Pioneers of the past: Lionel Logue (1880-1953)

Eminent Harley Street Speech Therapist

Perhaps the world's more famous speech therapist, Australian Lionel Logue practiced at 146 Harley Street between 1926 and 1952.

In his time as a Harley Street speech therapist, Logue helped King George VI overcome a speech impediment. Logue’s relationship with the King and his method for treating his stammer later became the subject of a book and blockbuster movie, The King’s Speech.

Born in College Town, Adelaide, South Australia, Logue attended Prince Alfred College between 1889 and 1896.

After becoming inspired with the rythmn and metre in Longfellow's The Song of Hiawatha, Logue embarked upon a career in dramatic arts under the tuition of Edward Reeves.

He began to earn a reputation for performing recitals with a “clear, powerful voice” and, following the death of his father in 1902, he set up an elocution practice.

Within two years, his practice began receiving noteworthy praise in local newspapers and publications.

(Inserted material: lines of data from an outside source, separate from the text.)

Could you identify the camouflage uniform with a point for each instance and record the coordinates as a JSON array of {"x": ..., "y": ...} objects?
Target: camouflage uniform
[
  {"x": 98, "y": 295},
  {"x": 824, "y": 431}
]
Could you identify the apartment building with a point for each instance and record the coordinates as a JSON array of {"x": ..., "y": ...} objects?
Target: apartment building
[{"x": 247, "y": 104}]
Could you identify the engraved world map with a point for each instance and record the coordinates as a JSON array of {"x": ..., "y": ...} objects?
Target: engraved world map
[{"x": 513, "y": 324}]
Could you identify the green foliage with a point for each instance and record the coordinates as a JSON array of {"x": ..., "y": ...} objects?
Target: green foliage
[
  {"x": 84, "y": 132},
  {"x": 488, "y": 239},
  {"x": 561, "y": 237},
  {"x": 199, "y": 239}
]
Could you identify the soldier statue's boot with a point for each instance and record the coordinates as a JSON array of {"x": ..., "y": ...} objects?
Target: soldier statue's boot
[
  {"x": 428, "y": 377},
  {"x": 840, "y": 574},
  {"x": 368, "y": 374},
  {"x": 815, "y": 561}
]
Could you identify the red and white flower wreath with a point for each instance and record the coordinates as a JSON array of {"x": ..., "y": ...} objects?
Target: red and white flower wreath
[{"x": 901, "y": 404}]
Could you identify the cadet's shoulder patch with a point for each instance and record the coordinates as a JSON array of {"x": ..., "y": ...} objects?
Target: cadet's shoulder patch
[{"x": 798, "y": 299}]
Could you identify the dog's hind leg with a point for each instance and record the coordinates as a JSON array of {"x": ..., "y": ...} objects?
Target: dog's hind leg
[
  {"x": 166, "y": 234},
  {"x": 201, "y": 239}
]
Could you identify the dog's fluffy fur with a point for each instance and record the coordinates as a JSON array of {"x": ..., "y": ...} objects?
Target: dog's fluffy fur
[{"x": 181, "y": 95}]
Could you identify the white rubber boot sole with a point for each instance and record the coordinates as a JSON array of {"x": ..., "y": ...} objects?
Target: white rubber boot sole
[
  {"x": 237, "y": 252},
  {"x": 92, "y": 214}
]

Logue briefly put his practice aside to take a contract job with an engineering company in Western Australia, and subsequently set down roots in Perth where he began teaching elocution, acting and public speaking as well as becoming heaviliy involved in local colleges and associations.

The world stage beckoned and, in 1911, Logue and his wife Myrtle set off on an international tour to learn more about different methods of public speaking. But it was seeing shell-shocked speech impaired veterans of World War One that steered Logue towards the field of speech therapy, to which he brought a unique and distinctive therapy that emphasised his force of personality, his warmth and humour and a “superhuman sympathy”.

Whilst on a family holiday in England in 1924, Logue began teaching elocution at schools in the London area with considerable success, leading to the establishment of his Harley Street speech therapy practice at 146 Harley Street, where he practiced for the next 26 years.

Logue’s most notable patient, the Duke of York (later to become King Georg VI), began speech therapy treatment for a severe stammer in 1926. Logue diagnosed tension-induced muscle spasms between the larynx and the thoracic diaghragm. A treatment of daily vocal exercises enabled the Duke to relax and gain in confidence. The Duke delivered a speech in 1927 at the opening of the Old Parliament House in Canberra without stammering.

He prescribed tongue-twisters as a vocal exercise for the Duke to perform prior to major speeches such as at his coronation, and his radio broadcasts during World War Two.

As the years passed, his speech therapy practice gained in popularity, as did Logue’s friendship with the Duke. Logue became a founding fellow of the Royal College of Speech and Language Therapists in 1944.

At Logue's funeral in 1953, representatives of Queen Elizabeth II and Queen Elizabeth The Queen Mother were in attendance.